Eingetreten, hörten wir im Chor gesprochen unaufhörlich die Worte „Heilig, Heilig,
Heilig". In der Mitte saß ein Mann mit schneeweißem Haar und jugendlichem Ge-
sicht, die Füße sahen wir nicht; je vier Alteste standen ihm zu den Seiten, hinter
ihnen noch viel mehr. Vor dem Throne hoben uns die Engel auf, und wir küßten
ihn, und er fuhr uns mit der Hand über die Augen. Weiterhin treten sie in den
Garten, finden viele Brüder — — uns alle sättigte ein unbeschreiblicher Duft (Passio
Perpetuae XI—XIII Robinson).

Zum Ende des Kapitels nehmen wir das eingangs Gesagte wieder auf, daß es
für den Zweck dieses Buches notwendig erschien, die christlichen Jenseitsvorstellungen
in ihren geschichtlichen Zusammenhang gestellt vorzuführen, also in den Rahmen der
entsprechenden Vorstellungen des gesamten Altertums. Aber wir durften nicht daran
denken, das schwierige und oft schlüpfrige Gebiet der mythenvergleichenden und
religionsgeschichtlichen Forschung zu betreten, oder zu den schwebenden Streitfragen
auch nur andeutend uns zu äußern. Es wird noch viel Wasser den Euphrat und
den Nil, den Kephissos und den Tiber hinablaufen, bis daran gedacht werden kann,
statt eines bloßen Schemas der antiken Jenseitsvorstellungen ihre lebendige Geschichte
zu geben.

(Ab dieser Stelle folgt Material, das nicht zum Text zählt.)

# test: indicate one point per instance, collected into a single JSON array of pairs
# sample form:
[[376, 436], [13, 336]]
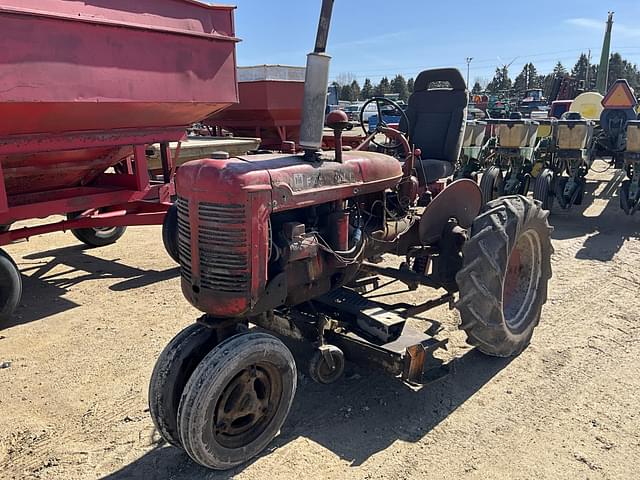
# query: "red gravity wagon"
[[85, 86]]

Wohl möglich jedoch und ein dankenswertes, in Teilen auch schon vor-
bereitetes Unternehmen wäre es, wenn ein so nüchterner wie durchdringender Kopf
eine kritische Darstellung der christlichen Jenseitsvorstellungen geben und einen
mythologischen Kommentar dazu schreiben wollte.